Spotting signs of fetal distress can be crucial to the prevention of birth injuries in Kingston, New York

The term, "fetal distress", is hated by the medical community...and for good reason.  Fetal distress is a term used to indicate that your baby is not getting enough oxygen during your pregnancy and the lack of oxygen to your baby can cause long-term neurological injuries, cerebral palsy and death.

What are the signs of fetal distress?  The most reliable sign of fetal distress is very old school: the mother's instincts.  It is often the case that mom knows better than any physician that her baby is in trouble and this is often revealed by decreased movement of the baby felt by the mother. If the baby is not moving in the mother's womb, this is the number one sign of fetal distress and that the baby may need to be delivered pronto.

What else to look for? The fetal heart rate pattern provides valuable clues about the baby's status.  When an electronic fetal monitor is attached to the mother's abdomen, a continuous tracing of your baby's heart can indicate that your baby is in distress.  The fetal heart rate should range between 100 and 160 beats per minute; a fetal heart rate that is either too low (less than 100 beats per minute) or too high (over 160 beats per minute) can indicate that your baby is not receiving enough oxygen and may need to be delivered.

There are two key terms to remember about fetal heart tracing: late decelerations and variable decelerations.  They are both bad for your baby.  Late decelerations means that the decrease in the fetal heart rate from the baseline rate has a lag time of twenty seconds from the peak of the contractions to the bottom of the fetal heart rate deceleration.  Persistent late decelerations in the fetal heart rate tracing is a sign of fetal distress.
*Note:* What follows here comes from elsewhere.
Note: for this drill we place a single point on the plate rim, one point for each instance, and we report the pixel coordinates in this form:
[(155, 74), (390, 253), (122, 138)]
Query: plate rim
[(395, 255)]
Variable decelerations in the fetal heart tracing refers to decreases in the fetal heart tracing from the baseline rate that are non-uniform changes that bear little relationship to uterine contractions.  Variable decelerations are a sign of fetal distress since they are a deviation from the steady pattern of uterine contractions and heart decelerations that are a sign of fetal well-being.

When an electronic fetal monitor (EFM) is applied to your abdomen, you should ask your doctor, nurse midwife or labor and delivery nurse whether the fetal heart tracings have any late decelerations or variable decelerations.  If there is a persistent pattern of late decelerations or variable decelerations over the course of two minutes, your baby is likely not getting enough oxygen and may need to be delivered.

Another sign of fetal distress is the presence of meconium in the amniotic fluid.  Meconium is discoloration of the amniotic fluid caused by your baby's first stool. If the amniotic fluid appears green after the mother's membranes have ruptured, your baby may be in trouble.

What do you do if there are signs of fetal distress?  Fetal distress is often temporary and can be resolved with simple measures such as turning the mother on her left side, administering oxygen by mask and performing a vaginal examination to check for a prolapsed umbilical cord.  If these interventions do not improve the signs of fetal distress, your care providers must be ready for an emergency cesarean section.

Every minute counts when there is fetal distress.  Long term neurological injuries, cerebral palsy and disability can result if signs of fetal distress are ignored or neglected by your care providers.  You should be familiar with the signs of fetal distress and most importantly, trust your instincts if you have a gut feeling that something is wrong with your baby.